En la actualidad, las oligarquías criollas, en connivencia con las transnacionales proyectan una segunda gran revolución. Consolidado el orden excluyente y la reforma del Estado en sus aspectos básicos: privatización, descentralización, desregulación, flexibilidad del mercado laboral, ahora se dan a la tarea de apoderarse de las selvas semitropicales, las aguas, el subsuelo, etcétera. Son los nuevos megaproyectos donde participan empresas de energía, farmacológicas, automotrices, de alimentación, constructoras. Es la unión del capitalismo trasnacional y los cipayos para adueñarse de los últimos reductos del planeta sin explotar.

Todo está diseñado, desde las formas de gobierno, la gobernanza, hasta las redes para capitalizar la inversión. Un nuevo imperialismo se dibuja en las entrañas de América Latina. La democracia representativa se reduce a un cascarón vacío. El control sobre la población obliga a constreñir los derechos políticos a su mínima expresión: el voto. No cabe la diferencia, la dignidad, la justicia social, menos aún los pueblos indígenas, acusados de ser los responsables del subdesarrollo.

Lo sucedido en Perú no es una excepción, se repite con intensidad variable en otros países. En México, por ejemplo, no podemos soslayar la resistencia del EZLN por salvaguardar la Selva Lacandona y las formas de autonomía en las Juntas de Buen Gobierno y los caracoles.

En Chile la represión sobre la población mapuche, aplicando las leyes antiterroristas de la dictadura, tiene como objetivo desplazar la población más al sur y construir represas. Los gobiernos socialdemócratas de la Concertación no dudan en mantener encarcelados a más de 500 mapuches y asesinar a dirigentes en «supuestos» enfrentamientos con las fuerzas de orden.

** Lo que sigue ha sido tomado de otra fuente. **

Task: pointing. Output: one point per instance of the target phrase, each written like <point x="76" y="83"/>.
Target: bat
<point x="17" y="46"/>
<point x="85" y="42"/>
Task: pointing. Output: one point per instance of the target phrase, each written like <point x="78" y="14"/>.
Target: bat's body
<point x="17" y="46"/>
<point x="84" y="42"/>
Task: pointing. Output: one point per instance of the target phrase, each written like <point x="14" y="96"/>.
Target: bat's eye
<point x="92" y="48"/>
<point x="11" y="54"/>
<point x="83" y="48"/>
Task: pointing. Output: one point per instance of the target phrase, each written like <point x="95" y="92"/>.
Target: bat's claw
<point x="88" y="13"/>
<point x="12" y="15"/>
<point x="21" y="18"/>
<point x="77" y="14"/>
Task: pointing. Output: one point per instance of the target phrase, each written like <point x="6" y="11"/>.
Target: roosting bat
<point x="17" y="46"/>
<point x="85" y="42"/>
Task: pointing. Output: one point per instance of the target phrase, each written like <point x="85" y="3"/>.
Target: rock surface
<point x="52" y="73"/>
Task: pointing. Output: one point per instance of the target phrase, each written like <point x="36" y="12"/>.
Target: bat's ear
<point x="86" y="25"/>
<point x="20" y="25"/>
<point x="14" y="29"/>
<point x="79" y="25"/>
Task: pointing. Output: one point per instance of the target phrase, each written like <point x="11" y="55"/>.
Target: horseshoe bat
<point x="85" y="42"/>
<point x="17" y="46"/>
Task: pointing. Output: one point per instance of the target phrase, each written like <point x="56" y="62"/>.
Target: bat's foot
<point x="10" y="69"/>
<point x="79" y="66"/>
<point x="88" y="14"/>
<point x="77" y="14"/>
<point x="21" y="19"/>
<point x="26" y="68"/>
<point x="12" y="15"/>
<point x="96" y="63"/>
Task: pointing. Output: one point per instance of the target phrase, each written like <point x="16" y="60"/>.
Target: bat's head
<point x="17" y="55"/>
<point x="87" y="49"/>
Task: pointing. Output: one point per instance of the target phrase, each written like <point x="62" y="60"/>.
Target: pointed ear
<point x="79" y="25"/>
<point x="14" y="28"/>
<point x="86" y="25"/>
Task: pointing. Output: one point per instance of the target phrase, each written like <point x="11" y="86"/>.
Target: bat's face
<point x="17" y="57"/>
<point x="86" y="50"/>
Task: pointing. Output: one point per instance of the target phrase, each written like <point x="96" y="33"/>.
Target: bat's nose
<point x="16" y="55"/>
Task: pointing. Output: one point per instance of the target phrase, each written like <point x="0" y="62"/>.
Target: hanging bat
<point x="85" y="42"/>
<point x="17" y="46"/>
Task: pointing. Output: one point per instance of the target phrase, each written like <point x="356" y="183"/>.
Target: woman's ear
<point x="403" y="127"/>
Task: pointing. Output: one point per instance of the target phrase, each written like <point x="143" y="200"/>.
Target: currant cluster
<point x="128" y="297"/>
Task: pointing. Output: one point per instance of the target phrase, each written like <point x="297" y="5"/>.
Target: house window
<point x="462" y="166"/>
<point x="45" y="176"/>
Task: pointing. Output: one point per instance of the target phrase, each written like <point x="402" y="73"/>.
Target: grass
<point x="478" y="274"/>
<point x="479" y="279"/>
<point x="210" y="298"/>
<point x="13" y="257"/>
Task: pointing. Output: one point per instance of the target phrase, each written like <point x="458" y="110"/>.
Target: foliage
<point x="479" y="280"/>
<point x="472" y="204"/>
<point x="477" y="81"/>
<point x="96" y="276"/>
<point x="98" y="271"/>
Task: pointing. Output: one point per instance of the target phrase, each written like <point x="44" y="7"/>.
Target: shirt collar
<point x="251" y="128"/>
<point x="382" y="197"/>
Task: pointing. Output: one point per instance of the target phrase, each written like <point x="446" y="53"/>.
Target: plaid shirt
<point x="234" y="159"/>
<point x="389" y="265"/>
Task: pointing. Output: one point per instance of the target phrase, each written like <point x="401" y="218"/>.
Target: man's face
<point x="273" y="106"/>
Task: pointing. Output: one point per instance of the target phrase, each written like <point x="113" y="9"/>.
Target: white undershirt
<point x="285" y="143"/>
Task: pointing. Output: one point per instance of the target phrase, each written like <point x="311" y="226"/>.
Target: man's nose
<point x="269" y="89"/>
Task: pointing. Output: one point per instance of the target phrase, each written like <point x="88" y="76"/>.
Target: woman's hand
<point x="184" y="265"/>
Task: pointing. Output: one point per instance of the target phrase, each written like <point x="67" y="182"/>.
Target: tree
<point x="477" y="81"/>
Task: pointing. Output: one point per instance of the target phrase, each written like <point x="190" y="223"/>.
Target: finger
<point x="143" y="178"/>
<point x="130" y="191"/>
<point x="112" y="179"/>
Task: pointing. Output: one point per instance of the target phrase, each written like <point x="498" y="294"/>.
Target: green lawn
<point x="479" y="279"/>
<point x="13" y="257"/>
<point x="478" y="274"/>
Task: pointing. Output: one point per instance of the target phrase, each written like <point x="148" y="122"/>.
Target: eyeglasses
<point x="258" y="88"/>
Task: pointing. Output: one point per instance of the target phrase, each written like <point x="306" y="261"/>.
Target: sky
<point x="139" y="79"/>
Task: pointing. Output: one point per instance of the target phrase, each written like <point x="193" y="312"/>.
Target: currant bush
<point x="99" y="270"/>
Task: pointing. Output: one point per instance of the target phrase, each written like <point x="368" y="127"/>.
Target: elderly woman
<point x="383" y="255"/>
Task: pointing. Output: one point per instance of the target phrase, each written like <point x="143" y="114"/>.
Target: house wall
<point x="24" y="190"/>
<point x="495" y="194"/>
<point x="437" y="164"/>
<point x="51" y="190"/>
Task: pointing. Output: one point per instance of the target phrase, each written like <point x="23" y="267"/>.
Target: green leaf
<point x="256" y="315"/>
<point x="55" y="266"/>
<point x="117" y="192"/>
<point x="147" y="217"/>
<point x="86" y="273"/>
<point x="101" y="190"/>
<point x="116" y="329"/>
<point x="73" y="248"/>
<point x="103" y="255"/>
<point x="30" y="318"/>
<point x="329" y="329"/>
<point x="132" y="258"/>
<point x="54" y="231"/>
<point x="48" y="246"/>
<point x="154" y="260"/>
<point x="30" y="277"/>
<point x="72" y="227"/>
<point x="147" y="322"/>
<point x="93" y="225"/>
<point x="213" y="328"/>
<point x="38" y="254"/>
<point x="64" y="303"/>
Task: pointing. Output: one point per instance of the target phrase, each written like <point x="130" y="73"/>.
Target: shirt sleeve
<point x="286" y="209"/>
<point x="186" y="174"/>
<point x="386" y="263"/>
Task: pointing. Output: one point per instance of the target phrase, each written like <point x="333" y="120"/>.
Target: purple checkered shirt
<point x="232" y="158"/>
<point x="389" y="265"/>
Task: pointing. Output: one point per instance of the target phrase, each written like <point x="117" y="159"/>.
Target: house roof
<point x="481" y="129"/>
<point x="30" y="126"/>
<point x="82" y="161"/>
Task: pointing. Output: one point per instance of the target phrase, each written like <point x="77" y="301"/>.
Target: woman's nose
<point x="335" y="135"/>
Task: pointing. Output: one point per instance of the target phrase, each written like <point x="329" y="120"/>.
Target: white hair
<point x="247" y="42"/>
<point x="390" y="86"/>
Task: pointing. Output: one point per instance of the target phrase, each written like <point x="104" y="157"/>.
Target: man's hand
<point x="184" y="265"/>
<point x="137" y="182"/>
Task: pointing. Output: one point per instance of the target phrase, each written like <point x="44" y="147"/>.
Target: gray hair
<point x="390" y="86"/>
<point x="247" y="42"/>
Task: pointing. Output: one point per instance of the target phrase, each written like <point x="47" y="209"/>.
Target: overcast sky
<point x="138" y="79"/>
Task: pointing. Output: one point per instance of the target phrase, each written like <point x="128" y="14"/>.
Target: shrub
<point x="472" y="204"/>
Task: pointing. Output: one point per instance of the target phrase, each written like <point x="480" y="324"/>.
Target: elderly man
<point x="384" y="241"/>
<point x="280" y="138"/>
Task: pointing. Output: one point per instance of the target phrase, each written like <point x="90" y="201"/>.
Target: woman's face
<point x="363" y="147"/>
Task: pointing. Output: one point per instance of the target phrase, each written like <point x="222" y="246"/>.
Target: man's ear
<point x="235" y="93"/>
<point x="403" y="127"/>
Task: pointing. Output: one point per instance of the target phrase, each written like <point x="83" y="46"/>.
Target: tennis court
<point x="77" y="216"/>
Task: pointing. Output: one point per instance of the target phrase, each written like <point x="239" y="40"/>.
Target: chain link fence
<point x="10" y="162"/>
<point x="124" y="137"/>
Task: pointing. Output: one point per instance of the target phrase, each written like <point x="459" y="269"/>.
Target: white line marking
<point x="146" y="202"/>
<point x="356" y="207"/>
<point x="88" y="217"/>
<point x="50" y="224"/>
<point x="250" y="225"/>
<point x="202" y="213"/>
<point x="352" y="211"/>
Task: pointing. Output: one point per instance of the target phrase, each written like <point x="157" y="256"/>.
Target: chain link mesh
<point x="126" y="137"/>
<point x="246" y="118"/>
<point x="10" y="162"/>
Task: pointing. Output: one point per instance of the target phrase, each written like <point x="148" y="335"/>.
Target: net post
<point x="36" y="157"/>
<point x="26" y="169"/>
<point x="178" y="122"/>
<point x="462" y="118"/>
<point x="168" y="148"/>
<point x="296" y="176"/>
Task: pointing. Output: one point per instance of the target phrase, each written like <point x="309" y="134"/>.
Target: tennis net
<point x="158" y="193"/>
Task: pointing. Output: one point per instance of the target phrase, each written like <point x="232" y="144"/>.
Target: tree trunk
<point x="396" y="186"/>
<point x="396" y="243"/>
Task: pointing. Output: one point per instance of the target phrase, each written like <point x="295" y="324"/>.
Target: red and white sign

En Colombia se les dispara bajo el pretexto de la doctrina de la seguridad democrática. De esta manera se restablece el orden. Acusados de terroristas y antipatriotas, se les aplican leyes ad-hoc para exonerar a quienes disparan y asesinan practicando el etnocidio. En estos caso, como suele ocurrir, el sentimiento de impunidad cubre los hechos al interpretarse las acciones de las fuerzas armadas como actos perpetrados en legítima defensa.

Alan García y su gobierno están convencidos de no haber cometido crímenes de lesa humanidad, ni etnocidio. Por el contrario, están seguro que actúan dentro de la legalidad vigente al hacer cumplir la ley, evitando un atentado contra la propiedad privada y los derechos de las trasnacionales. Su nombre no debemos olvidarlo, entra de lleno en la historia de la ignominia y la traición contra los pueblos indígenas cometida por los socialdemócratas en nombre del progreso.